I'm trying to retrieve one specific node based on the <id>
element from a huge XML file. I have used DOMDocument, but its not ideal since it loads the whole document first. There is around 1400 <item>
nodes in the document. This is a simplified version of the document:
<main>
<body>
...
<sub>
...
<items>
...
<item>
<name>Abc</name>
...
<id>123</id>
<calls>
<call>
<name>Monkey</name>
<text>Monkeys r cool</text>
...
</call>
<call>
<name>Pig</name>
<text>Pigs too!</text>
...
</call>
</calls>
<cones>
<cone>
<name>Lorem</name>
<text>Lorem ipsum</text>
...
</cone>
<cone>
<name>More</name>
<text>Placeholder</text>
...
</cone>
</cones>
<a>true</a>
</item>
<item>
<name>Def</name>
...
<id>456</id>
<calls>
<call>
<name>aa</name>
<text>aa</text>
...
</call>
<call>
<name>bb</name>
<text>bb</text>
...
</call>
</calls>
<cones>
<cone>
<name>cc</name>
<text>cc</text>
...
</cone>
<cone>
<name>dd</name>
<text>dd</text>
...
</cone>
</cones>
<a>true</a>
</item>
</items>
</sub>
</body>
</main>
So basically I'm trying to retrieve the current node and its children's data from matching the <id>
element.
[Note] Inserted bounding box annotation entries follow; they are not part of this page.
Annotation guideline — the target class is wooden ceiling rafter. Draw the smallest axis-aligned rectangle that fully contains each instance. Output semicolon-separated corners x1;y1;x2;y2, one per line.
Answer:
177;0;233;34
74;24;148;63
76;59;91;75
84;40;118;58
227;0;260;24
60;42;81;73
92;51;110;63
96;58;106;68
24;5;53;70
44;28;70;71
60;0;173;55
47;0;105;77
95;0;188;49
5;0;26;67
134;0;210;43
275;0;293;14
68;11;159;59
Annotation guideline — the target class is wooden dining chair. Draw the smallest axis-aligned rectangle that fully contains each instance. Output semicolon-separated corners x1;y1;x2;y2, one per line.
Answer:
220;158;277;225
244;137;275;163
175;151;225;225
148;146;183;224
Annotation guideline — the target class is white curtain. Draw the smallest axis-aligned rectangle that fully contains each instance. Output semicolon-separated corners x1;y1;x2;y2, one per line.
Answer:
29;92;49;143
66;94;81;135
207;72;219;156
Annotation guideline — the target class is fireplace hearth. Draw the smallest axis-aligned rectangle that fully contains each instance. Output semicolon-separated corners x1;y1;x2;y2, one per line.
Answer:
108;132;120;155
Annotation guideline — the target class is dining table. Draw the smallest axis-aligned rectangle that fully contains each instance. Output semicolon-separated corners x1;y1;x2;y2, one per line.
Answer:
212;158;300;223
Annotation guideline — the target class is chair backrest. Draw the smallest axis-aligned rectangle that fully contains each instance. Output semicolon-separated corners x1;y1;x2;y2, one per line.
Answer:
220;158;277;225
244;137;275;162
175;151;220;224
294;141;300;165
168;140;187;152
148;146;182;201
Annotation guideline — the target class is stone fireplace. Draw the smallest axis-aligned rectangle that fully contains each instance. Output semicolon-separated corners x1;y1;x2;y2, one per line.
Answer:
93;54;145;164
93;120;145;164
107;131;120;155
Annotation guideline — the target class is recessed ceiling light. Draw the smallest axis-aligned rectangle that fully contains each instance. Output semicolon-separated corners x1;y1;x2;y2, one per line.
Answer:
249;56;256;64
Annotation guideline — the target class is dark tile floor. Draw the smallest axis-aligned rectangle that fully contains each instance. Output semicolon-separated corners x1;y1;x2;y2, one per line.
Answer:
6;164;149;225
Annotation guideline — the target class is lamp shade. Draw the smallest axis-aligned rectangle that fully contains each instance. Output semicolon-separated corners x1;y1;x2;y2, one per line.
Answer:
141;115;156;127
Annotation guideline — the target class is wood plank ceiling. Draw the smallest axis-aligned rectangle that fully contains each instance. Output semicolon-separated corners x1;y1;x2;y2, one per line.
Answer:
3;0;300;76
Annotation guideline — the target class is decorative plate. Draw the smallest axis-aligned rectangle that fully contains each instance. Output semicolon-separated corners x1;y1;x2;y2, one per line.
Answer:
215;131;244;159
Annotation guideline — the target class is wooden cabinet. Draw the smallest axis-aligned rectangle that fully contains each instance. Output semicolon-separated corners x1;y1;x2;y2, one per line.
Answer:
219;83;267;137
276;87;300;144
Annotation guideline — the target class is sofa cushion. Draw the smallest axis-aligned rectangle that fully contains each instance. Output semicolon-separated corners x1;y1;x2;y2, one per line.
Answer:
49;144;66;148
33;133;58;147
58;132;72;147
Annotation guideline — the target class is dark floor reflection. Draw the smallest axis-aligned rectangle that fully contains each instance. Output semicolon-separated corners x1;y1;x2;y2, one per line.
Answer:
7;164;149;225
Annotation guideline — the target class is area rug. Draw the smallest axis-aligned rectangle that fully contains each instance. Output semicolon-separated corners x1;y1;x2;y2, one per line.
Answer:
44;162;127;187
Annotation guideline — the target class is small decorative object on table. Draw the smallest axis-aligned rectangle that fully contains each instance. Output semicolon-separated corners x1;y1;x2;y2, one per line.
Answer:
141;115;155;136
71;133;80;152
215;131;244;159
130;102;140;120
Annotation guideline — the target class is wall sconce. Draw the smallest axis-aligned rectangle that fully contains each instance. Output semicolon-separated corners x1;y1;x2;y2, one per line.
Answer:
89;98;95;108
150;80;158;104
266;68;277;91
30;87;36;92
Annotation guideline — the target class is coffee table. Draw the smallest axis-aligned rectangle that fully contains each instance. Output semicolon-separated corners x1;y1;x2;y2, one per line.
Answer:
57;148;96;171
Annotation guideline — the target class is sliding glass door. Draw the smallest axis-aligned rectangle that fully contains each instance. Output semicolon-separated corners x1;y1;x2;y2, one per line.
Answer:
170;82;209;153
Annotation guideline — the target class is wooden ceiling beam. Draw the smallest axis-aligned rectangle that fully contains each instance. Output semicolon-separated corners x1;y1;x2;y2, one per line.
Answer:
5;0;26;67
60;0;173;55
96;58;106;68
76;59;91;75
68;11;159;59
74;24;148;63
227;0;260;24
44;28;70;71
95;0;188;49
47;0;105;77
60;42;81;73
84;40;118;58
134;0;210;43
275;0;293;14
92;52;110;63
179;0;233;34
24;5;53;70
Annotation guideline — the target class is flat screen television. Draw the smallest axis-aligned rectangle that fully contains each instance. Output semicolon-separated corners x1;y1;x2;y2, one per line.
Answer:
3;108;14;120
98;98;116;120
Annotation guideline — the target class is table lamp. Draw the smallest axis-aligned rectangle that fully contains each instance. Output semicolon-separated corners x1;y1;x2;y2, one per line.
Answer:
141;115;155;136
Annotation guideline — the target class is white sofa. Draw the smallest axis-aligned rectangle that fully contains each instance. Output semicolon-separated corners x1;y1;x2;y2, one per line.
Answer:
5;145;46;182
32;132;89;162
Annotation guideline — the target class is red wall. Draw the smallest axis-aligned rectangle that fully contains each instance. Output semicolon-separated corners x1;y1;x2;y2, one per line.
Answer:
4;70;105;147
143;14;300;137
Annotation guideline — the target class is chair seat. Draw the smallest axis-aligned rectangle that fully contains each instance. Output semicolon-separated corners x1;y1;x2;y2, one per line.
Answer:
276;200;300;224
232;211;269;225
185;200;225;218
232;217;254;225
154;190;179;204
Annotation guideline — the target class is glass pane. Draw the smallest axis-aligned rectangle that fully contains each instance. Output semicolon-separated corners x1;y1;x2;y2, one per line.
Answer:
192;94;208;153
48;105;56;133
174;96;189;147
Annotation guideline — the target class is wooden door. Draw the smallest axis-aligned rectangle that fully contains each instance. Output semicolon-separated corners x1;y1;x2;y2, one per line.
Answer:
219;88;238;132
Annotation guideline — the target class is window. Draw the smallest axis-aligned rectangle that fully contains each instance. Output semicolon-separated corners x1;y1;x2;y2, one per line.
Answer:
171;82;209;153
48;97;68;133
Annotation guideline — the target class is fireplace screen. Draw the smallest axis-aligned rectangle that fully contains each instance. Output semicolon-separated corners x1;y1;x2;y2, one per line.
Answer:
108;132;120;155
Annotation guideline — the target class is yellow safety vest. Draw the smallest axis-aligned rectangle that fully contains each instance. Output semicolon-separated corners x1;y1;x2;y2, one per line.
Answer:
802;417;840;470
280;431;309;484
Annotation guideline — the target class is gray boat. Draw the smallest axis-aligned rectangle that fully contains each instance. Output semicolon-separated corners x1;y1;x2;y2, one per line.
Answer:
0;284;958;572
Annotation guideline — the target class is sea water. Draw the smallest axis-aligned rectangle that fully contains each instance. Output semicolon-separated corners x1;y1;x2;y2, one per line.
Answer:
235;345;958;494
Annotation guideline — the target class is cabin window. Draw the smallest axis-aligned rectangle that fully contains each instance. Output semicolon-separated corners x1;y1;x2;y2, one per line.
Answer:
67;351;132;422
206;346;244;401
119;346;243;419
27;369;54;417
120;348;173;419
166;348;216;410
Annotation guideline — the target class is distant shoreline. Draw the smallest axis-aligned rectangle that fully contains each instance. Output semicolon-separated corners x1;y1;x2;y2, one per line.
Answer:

I have tried find tutorials on XMLReader, but can't seem to find that much. This is what I've tried so far:
$xml = new XMLReader();
$xml->open('doc.xml');
while($xml->read()) {
if($xml->nodeType == XMLREADER::ELEMENT && $xml->localName == 'id') {
$xml->read();
echo $xml->value;
}
}
This finds every <id>
element, but i want to find one specific and read the data from the current node, and its children. Maybe using the example to find the node and readInnerXml()
to get the data
I'm not an expert so any help / push to the right direction is much appreciated :D
If all the item
elements are siblings you can use XMLReader::read()
to find the first element and XMLReader::next()
to iterate them.
Then use XMLReader::expand()
to load the item
and its descendants into DOM, use Xpath to read data from it.
$searchForID = '123';
$reader = new XMLReader();
$reader->open('data:text/xml;base64,'.base64_encode(getXMLString()));
$document = new DOMDocument();
$xpath = new DOMXpath($document);
// look for the first "item" element node
while (
$reader->read() && $reader->localName !== 'item'
) {
continue;
}
// iterate "item" sibling elements
while ($reader->localName === 'item') {
// expand into DOM
$item = $reader->expand($document);
// if the node has a child "id" with the searched contents
if ($xpath->evaluate("count(self::*[id = '$searchForID']) > 0", $item)) {
var_dump(
[
// fetch node text content as string
'name' => $xpath->evaluate('string(name)', $item),
// fetch list of "call" elements and map them
'calls' => array_map(
function(DOMElement $call) use ($xpath) {
return [
'name' => $xpath->evaluate('string(name)', $call),
'text' => $xpath->evaluate('string(text)', $call)
];
},
iterator_to_array(
$xpath->evaluate('calls/call', $item)
)
)
]
);
}
$reader->next('item');
}
$reader->close();
If the XML uses a namespace (like the one you linked in the comments) you will have to takes it into consideration.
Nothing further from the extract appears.